A Quick Note
2020 has left many of us isolated and in need of encouragement. Our desire is to draw strength, peace, and guidance from the Bible as we begin 2021 together. We know many who are struggling to find rhythms and time alone and with God right now. We understand, can relate, and want to help.
Therapist Marnee Alfson regularly uses the practice of Lectio Divina to meditate on Scripture. She’s used her wisdom and expertise to create this four-session guide to lead participants through John 4:4-26 in a way that allows us space to encounter our amazing God.
Just print the attached guide, find the quietest place you can, light a candle, get cozy under a blanket, and prepare your heart and mind to savor Scripture and let it speak to you.
For more details on Lectio Divina or to to print the, Encountering God Through Lectio Divina resource for yourself or your small group, click on any of the pictures in this post, or link directly to it here.

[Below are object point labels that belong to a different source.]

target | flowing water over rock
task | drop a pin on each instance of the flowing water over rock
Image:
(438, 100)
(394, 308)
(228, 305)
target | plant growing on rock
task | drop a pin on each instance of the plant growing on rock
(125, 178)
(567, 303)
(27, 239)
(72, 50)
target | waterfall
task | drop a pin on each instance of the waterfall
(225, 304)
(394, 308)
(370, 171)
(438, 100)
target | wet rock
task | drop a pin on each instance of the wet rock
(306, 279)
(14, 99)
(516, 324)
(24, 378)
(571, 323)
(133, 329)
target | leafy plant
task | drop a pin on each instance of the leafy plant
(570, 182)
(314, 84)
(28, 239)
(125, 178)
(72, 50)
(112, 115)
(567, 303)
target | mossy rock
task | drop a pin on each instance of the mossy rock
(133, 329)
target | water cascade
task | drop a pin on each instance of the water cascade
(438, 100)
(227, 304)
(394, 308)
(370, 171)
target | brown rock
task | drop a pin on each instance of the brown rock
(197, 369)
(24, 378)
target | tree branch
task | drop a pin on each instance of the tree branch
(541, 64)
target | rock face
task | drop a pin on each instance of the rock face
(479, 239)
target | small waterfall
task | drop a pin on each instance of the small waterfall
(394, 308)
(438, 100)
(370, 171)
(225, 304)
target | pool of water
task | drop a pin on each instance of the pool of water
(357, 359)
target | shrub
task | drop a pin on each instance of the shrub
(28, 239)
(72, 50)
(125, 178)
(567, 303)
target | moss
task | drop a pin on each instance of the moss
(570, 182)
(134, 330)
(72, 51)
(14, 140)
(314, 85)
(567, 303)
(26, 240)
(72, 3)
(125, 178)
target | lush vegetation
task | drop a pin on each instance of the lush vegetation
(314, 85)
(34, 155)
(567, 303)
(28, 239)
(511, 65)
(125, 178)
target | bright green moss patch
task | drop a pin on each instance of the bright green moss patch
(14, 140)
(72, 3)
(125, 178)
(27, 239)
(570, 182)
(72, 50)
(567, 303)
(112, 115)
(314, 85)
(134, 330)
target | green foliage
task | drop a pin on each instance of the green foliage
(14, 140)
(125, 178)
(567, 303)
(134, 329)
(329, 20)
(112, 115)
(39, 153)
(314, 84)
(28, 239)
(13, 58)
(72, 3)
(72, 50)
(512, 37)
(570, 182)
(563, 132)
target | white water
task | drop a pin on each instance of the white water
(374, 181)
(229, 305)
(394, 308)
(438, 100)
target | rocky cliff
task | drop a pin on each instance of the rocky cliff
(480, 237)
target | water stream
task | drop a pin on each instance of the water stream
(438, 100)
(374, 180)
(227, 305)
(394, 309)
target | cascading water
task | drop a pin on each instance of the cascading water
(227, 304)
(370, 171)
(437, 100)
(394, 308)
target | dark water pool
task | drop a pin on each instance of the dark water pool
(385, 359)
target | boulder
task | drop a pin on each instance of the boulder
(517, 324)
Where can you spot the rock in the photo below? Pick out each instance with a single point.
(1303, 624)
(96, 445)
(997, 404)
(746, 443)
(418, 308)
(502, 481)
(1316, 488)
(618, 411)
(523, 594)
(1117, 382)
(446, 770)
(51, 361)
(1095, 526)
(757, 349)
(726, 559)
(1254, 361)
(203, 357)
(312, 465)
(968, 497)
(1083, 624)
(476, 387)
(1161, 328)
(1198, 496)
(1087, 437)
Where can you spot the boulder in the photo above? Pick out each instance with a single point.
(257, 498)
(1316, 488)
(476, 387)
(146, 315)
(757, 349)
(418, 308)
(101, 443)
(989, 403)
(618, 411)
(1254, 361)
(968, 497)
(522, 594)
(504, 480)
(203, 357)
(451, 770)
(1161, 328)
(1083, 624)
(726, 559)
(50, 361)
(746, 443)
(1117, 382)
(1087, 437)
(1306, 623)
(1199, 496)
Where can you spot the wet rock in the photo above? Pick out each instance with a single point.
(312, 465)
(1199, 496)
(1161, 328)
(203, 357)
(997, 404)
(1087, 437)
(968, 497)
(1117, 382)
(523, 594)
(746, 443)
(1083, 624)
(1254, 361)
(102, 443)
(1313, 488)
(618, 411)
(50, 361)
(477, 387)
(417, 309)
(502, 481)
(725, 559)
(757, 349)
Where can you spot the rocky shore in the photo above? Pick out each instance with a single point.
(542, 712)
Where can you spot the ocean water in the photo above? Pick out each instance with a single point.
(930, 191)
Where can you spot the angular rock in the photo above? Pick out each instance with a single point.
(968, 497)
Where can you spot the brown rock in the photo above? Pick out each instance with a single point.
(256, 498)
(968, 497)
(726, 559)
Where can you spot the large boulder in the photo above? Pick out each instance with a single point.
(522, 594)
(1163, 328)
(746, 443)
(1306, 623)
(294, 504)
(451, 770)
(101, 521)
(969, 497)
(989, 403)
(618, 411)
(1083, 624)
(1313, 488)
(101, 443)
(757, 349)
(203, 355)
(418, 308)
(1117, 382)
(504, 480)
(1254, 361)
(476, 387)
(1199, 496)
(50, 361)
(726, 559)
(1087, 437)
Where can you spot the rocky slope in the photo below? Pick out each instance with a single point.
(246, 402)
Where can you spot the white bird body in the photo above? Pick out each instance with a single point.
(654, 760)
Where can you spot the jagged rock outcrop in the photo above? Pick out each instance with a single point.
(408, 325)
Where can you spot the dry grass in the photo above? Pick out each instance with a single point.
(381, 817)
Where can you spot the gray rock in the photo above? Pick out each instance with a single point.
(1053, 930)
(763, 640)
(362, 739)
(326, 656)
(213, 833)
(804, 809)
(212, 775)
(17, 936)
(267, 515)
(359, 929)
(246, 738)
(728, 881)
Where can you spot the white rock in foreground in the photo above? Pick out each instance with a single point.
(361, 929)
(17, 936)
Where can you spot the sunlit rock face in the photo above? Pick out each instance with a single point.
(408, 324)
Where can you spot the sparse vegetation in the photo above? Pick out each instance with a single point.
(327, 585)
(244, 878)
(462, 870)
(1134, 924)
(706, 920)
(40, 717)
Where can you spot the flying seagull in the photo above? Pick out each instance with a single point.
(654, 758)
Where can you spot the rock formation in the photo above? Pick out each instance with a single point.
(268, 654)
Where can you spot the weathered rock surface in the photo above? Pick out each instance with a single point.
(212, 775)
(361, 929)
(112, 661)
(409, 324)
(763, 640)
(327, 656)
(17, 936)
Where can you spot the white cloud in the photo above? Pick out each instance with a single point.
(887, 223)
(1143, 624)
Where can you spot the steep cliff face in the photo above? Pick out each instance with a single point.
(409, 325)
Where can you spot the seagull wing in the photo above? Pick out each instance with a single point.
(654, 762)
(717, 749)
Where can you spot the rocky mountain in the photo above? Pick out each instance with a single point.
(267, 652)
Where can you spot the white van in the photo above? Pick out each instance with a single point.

If you’ve already participated in our online Lectio Divina study of John 4, or want to delve further into the practice of scripture meditation, simply substitute John 4 for another passage. We suggest the following to get started or continue your practice:
- Genesis 45
- Psalm 8
- Psalm 19
- Daniel 3
- Mark 5:25-34
- Luke 5:1-11
Things to Have on Hand as You Engage in Scripture Meditation
- A copy of the Encountering God Through Lectio Divina resource
- A candle
- A Bible
- A notebook or journal
About our Lectio Divina Author:
Marnee Alfson is an EMDR trained trauma specialist in private practice in Vancouver, WA. Marnee received her training under the direction of leading author and developer of Story Informed Trauma Therapy (SITT), Byron Kehler, MS. She has worked with survivors of various traumas such as sexual and/or domestic assault, displacement, first responders, attachment in relationships, body image, life transitions and mood management.
She believes we gain strength, courage and confidence by every experience we choose to walk through. Trauma recovery therapy is an important part of hope in helping other survivors live their lives free of the pain they have experienced.